Area served: Dubuque County.
Services include: Monthly grocery giveaways, free hot breakfast most Saturdays, free delivery of groceries.
Contact: 563-582-5947.
More information: bit.ly/3P8CoGc.
This story is part of a series in which the Telegraph Herald regularly is profiling tri-state area social service agencies.
Dubuque Area Labor Harvest’s history of service in the tri-state area runs deep.
The Labor Harvest, a volunteer-run food pantry founded and led by current and former union members, has been serving Dubuque for four decades.
The organization’s roots date back to the early 1980s, when Dubuque was in the throes of an economic downturn. Dubuque had the state’s highest unemployment rate at 23% between 1980 and 1983. Many of the jobless were union members who had been laid off by John Deere or the Dubuque Packing Co.
Activists in local union leadership took notice and began organizing food drives for their members.
“We had people that were always concerned about the citizens of the community and their needs and pushed us to be involved,” said Dan White, a retired member of UAW Local 94 who served as its president for 21 years.
Those food drives eventually opened up to the general public and gradually became a regular event, according to Tom Townsend, treasurer for the Labor Harvest and business manager for IBEW Local 704.
Today, the Labor Harvest gives away boxes of groceries to families in need every second Saturday of the month and serves hot breakfast other Saturdays of the month.

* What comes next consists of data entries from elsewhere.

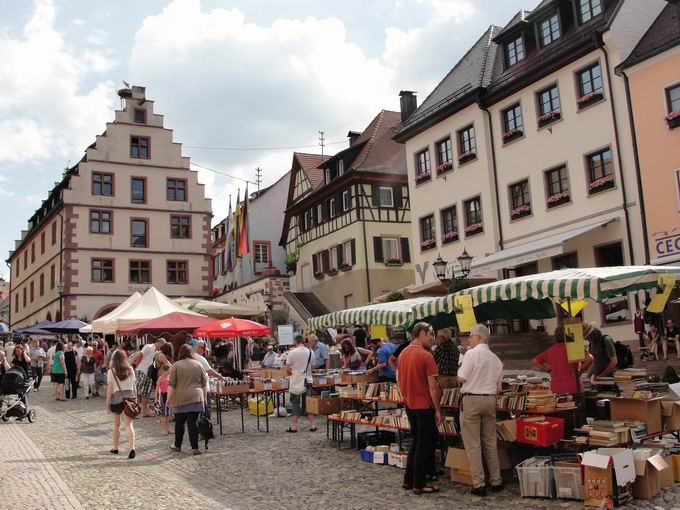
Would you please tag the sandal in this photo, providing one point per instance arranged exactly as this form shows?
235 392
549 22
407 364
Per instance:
428 489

The Labor Harvest served 289 breakfasts last week, Townsend said.
The group also began delivering groceries to people’s homes during the COVID-19 pandemic and continues to do so every first and third Saturday of the month.
Twenty to 25 people volunteer for the monthly grocery giveaway, Townsend said, while another six to eight work on the weekly hot breakfast. Some 15 to 20 volunteers drive across the county to deliver groceries every other week.
The organization’s scope so far has been limited to Dubuque County, but members are prepared to deliver further — provided a volunteer is willing to make the drive.
“At this point, I haven’t had any volunteers talk to me about gas costs, but I’m waiting,” Townsend said, chuckling.
Like many food banks in the tri-state area and nationwide, the Labor Harvest continues to face heightened demand as federal and state pandemic aid runs out.
“Now, that’s pretty much dried up, and we’re back to pre-COVID funding, and we’re spending probably three times what we were before,” Townsend said.
Because of the large quantity of groceries the organization purchases on a weekly basis, Labor Harvest members prefer cash to donations of food.
And the organization always is open to more volunteers.
“Anyone who wants to come down and help out, we’re open to that,” Townsend said.